なんかあると思ったら地面にキーホルダーが落ちていた。十字架のキーホルダーだ。あの女が落してったのか。店員に渡しておくか。いや、ここの店員かなり歳とったおばあちゃんなんだよな。なくしそうだし仕方ないから持っておくか。だけど見知らぬ女の私物を持っておくというのはなんか嫌だな。なんていうか、なんか知らないけど申し訳なく感じる。まあいいだろ。定時制とはいえ同じ高校に通っているんだ。それでええっとタオルはもうないしこれぐらいか。俺も会計済ませて帰ろう。
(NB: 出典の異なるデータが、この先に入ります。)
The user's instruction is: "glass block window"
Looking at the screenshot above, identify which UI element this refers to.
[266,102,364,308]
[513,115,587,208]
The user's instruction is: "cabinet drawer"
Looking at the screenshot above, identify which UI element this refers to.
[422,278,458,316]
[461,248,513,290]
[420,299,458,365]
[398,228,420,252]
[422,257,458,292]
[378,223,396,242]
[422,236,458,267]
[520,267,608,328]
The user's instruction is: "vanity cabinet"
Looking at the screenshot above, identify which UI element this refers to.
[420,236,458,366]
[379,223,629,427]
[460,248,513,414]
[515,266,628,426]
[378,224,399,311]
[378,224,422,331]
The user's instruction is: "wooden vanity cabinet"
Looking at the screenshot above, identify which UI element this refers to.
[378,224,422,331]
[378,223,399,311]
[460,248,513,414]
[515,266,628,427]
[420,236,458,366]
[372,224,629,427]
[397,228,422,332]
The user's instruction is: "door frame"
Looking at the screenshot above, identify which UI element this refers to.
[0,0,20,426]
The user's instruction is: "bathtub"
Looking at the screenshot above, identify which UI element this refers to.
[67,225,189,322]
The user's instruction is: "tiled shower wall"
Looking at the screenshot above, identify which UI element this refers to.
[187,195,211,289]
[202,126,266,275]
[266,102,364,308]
帰宅するときに堂々とできるということは素晴らしい。大学全落ちしたあと外に出かけることで気を紛らわしていたが帰るときは罪悪感が襲ってくる。思い出すだけでも恐ろしい。ただ、今の調子じゃ全落ちする未来は変えられないな。いや、生きられるかもわからないのだが……。
玄関の扉を開ける。ただいまを言わなくなったのはいつ頃だろう。両親は共働きで帰りはいつも八時とか九時だ。出張だってある。別に悲しいことではない。だってなんか親いないほうが開放感あるじゃん。俺の唯一の長所だ。特に自覚はないがよく周りに言われる。お前は気楽すぎると。あれ、これって長所? 天才と馬鹿は紙一重っていうし長所と短所も紙一重なのかもしれない。こんなこと考えている時点で俺は馬鹿に部類されるだろうが。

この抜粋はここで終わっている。